Easter in the real world
Hallelujah, Christ is risen!
God raised him up, loosing the pangs of death, because it was not possible for him to be held by it. Acts 2:24
God raised him on the third day Acts 10:40
Jesus was raised from the dead. Only a couple of days earlier he had been executed as a trouble maker, a dangerous political activist and heretic. The resurrection shows that God the Father vindicates Jesus. What Jesus has done was the will of the Father who sent him.
That is what the resurrection was to Jesus. But what does it mean to us?
I am an Evangelical. Ask an Evangelical about the meaning of Easter and you will get forgiveness, salvation and similar answers. True these were achieved at the passion, but they are a result of the crucifixion. Jesus died for all people and salvation is available to all is true whether or not he rose from death.
So other than Jesus being vindicated, what is the meaning of Easter, how does it affect us now? I will try to answer by looking outside my own tradition.
Last Easter Pope Francis said at his Easter address:
“Jesus shows everyone the way to life and happiness: this way is humility, which involves humiliation. This is the path which leads to glory.”
“Christians, by the grace of Christ, dead and risen, are the seeds of another humanity, in which we seek to live in service to one another, not to be arrogant, but rather respectful and ready to help.”
This grace is a strength, not a weakness, the Pope said. Rather, “those who bear within them God’s power, his love and his justice, do not need to employ violence; they speak and act with the power of truth, beauty and love.”
Since then there have been the downing of a Russian jet in Egypt and attacks on Lebanon, Turkey, Paris and Brussels. The flood of refugees from Iraq an Syria to the EC has become epidemic, refugees in middle eastern countries are uncountable. Then there’s continued violence in Ukraine and Afganistan, not to mention Boko Haran. The world is a violent place.Less so for Western Europe than in the 1970s with the Northern Irish troubles, Baader-Meinhoff and separatist groups in Spain. The world has always been a dangerous place.
The Jews would have recognised this at Passover, they were celebrating their release from an oppressive regime in Egypt whilst being occupied in their own country by another oppressive regime. There were a number of insurrections at that time in Judea, which the occupying Roman authorities put down brutally. Into that context come the death and resurrection of Jesus, surely the resurrection which happened in violent times has something to say to our violent time.
People are divided on how to respond to the violence of our times. Christians are divided on how to respond. Where do we draw the line on where to fight back, where to build protective walls and where to do nothing?
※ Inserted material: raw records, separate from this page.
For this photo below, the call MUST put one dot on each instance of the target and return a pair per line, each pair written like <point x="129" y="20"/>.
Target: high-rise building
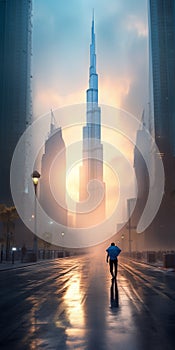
<point x="92" y="203"/>
<point x="53" y="175"/>
<point x="162" y="63"/>
<point x="15" y="76"/>
<point x="162" y="68"/>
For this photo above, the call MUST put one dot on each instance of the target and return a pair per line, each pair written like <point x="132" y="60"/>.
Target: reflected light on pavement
<point x="74" y="298"/>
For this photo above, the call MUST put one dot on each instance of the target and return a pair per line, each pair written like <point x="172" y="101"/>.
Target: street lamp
<point x="35" y="178"/>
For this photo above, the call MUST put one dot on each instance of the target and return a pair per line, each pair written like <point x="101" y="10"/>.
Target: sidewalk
<point x="7" y="265"/>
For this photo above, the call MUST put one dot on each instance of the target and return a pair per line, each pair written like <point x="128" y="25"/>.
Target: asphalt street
<point x="72" y="303"/>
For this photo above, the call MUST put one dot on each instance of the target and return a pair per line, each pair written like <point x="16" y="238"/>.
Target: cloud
<point x="61" y="38"/>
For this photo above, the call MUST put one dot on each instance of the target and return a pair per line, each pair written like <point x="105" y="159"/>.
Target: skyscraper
<point x="92" y="167"/>
<point x="162" y="54"/>
<point x="15" y="100"/>
<point x="162" y="67"/>
<point x="53" y="175"/>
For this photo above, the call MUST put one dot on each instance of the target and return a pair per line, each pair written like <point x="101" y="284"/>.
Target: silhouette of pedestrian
<point x="112" y="253"/>
<point x="23" y="252"/>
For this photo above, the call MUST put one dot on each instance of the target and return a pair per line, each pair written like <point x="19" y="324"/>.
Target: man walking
<point x="112" y="253"/>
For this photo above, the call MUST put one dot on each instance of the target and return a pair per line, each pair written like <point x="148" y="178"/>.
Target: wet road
<point x="72" y="303"/>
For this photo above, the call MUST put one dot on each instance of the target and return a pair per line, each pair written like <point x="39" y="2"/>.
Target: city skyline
<point x="60" y="54"/>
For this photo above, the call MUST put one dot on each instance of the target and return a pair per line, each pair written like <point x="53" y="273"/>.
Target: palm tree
<point x="8" y="215"/>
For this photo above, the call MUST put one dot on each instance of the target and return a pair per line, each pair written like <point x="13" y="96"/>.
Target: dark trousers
<point x="113" y="266"/>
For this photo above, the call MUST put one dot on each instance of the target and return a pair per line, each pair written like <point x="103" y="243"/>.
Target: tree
<point x="8" y="215"/>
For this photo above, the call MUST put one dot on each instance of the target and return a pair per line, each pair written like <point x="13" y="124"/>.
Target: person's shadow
<point x="114" y="293"/>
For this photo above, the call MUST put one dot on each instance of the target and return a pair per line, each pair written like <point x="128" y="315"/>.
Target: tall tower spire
<point x="92" y="164"/>
<point x="92" y="92"/>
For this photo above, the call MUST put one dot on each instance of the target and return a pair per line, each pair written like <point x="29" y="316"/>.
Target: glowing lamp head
<point x="35" y="177"/>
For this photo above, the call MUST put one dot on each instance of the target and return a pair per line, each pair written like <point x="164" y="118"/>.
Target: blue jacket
<point x="113" y="251"/>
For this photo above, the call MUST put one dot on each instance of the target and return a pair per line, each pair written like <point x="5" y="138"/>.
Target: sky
<point x="60" y="64"/>
<point x="61" y="39"/>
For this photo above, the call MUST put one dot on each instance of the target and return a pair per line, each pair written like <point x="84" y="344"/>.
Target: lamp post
<point x="35" y="178"/>
<point x="122" y="237"/>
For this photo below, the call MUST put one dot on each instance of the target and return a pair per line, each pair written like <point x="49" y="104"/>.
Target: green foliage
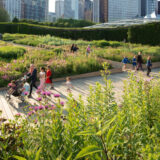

It is sis by some that evil prospers where good people do nothing.
I have no definitive answer. This blog is just another voice in the debate, as are all my blogs.
But it boils down to what your idea is on the sovereignty of God. Is God fully in control of everything, micromanaging to a fine degree and who plans all kinds of tragedies to punish us for our sins. But the Passion of Jesus is not like that. Natural disasters and violence are nowhere in the list of things that Jesus has overcome, and I think we are wrong to speak as if he has. Instead the resurrection came out of violence, without doing anything violent itself. Violence does not have the last word, resurrection has the last word. Death does not have the last word, life has the last word.
All the violence inflicted on Jesus by humans has been transformed by God in the resurrection into love, reconciliation, peace and forgiveness, without a hint of violence. The resurrection reveals God’s sovereignty in the midst of violence and it has an effect on us and on the world: It transforms us into the people of resurrection.
God did not react to the violence of men with violence. Those who expected Jesus to do that were disappointed. God reacted with reconciliation and love. Our job as Christians is to do the same.
I conclude with the words Pope Francis open his Easter address last year:
Jesus Christ is risen!
Love has triumphed over hatred, life has conquered death, light has dispelled the darkness!